I have been lazy in writing. Hiking in Glacier NP was most spectacular!
AMD is back to 31.45. The month of August was perfect for options play on AMD.
Servethehome.com had put out these articles praising Epyc Rome.
Lenovo AMD Epyc 7002 Servers Make a Splash. Lenovo going big with these servers is excellent for AMD. They offer features Intel Xeon is unable to match!
AMD Epyc 7002 Series Rome Delivers a Knockout.
New Supermicro AMD Epyc 7002 Platform Innovation.
On top of winning over the hyperscalers, AMD needs to win over enterprise users as well. This is where AMD needs full support from the likes of HPE, DellEMC, Lenovo and Supermicro, etal.
It now appears that support for Rome is much deeper and wider than with Naples.
CRN.com put out these four great articles on Rome as well.
AMD EPYC Rome Server CPUs: 6 Important Things To Know.
HPE’s Tom Lattin: AMD EPYC Single-Socket Is A ‘Breakthrough’ For TCO.
Forrest Norrod On Why AMD EPYC ‘Rome Kicks A**’
How AMD Plans To Win Over Solution Providers With EPYC ‘Rome’
Forbes published an article touting Epyc Rome, specifically on how “the single socket thing is real”.
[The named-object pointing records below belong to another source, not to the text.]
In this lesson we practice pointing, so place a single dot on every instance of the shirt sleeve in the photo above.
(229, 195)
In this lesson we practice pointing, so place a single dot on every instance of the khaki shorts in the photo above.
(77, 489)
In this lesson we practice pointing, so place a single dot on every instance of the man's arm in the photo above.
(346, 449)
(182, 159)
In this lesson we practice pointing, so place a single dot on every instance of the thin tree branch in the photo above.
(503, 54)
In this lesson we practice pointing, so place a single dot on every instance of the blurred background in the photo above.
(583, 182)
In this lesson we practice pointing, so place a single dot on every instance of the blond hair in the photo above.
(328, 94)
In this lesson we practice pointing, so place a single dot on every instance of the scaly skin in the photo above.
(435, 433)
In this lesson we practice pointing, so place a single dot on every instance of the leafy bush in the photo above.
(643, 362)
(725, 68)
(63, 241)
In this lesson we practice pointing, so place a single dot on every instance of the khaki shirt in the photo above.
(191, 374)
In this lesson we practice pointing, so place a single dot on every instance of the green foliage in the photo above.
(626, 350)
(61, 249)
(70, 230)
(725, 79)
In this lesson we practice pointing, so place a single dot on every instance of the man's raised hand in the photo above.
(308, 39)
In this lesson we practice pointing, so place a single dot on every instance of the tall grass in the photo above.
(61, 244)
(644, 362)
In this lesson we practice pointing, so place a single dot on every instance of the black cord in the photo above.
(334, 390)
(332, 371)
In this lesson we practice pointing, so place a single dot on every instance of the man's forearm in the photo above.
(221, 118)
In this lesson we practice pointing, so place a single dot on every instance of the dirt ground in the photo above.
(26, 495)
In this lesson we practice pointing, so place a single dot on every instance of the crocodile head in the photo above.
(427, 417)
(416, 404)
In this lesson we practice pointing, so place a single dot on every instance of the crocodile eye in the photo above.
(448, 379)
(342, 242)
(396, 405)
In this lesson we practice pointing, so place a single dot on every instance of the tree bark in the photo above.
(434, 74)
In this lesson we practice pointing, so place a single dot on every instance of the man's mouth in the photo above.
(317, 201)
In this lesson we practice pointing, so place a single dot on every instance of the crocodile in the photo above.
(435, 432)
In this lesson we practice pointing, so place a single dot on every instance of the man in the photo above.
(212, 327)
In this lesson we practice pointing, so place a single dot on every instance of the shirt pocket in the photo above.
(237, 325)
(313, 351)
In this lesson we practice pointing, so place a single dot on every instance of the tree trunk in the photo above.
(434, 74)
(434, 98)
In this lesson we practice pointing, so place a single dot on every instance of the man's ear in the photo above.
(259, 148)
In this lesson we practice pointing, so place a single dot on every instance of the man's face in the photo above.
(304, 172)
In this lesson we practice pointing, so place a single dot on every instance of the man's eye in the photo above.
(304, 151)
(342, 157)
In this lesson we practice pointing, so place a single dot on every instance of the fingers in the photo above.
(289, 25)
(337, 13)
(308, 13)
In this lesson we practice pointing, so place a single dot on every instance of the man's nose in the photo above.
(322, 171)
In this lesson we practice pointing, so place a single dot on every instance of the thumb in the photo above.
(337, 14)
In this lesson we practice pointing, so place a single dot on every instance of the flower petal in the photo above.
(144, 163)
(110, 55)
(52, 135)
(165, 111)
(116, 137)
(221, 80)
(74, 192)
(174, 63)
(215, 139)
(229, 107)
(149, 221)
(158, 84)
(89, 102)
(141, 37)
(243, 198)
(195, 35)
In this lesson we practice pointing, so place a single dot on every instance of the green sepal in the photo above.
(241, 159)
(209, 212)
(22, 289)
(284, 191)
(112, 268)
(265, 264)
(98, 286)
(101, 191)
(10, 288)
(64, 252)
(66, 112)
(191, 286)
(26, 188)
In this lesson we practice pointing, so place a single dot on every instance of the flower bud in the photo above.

Jon Peddie Research has reported that AMD Radeon had gained market share for both overall and discrete GPU (AIB) markets. This is before the release of 7 nm Navi GPUs. AMD should continue to increase share in the coming quarters with release of more Navi AIB cards, which are selling out very quickly.
Asus is finally using Ryzen Mobile CPUs (3500U and 3700U) in the ZenBooks, which previously were strictly Intel. These new design wins in the mobile space is very important for AMD, and later on the 7 nm Ryzen APU can drop in quickly into these notebooks. This was reported in Anandtech.com, here, and in Notebookcheck.net, here. The Zen+ mobile APU already is competitive against Intel offerings, but the Zen2 APU (Renoir) should beat Intel decisively.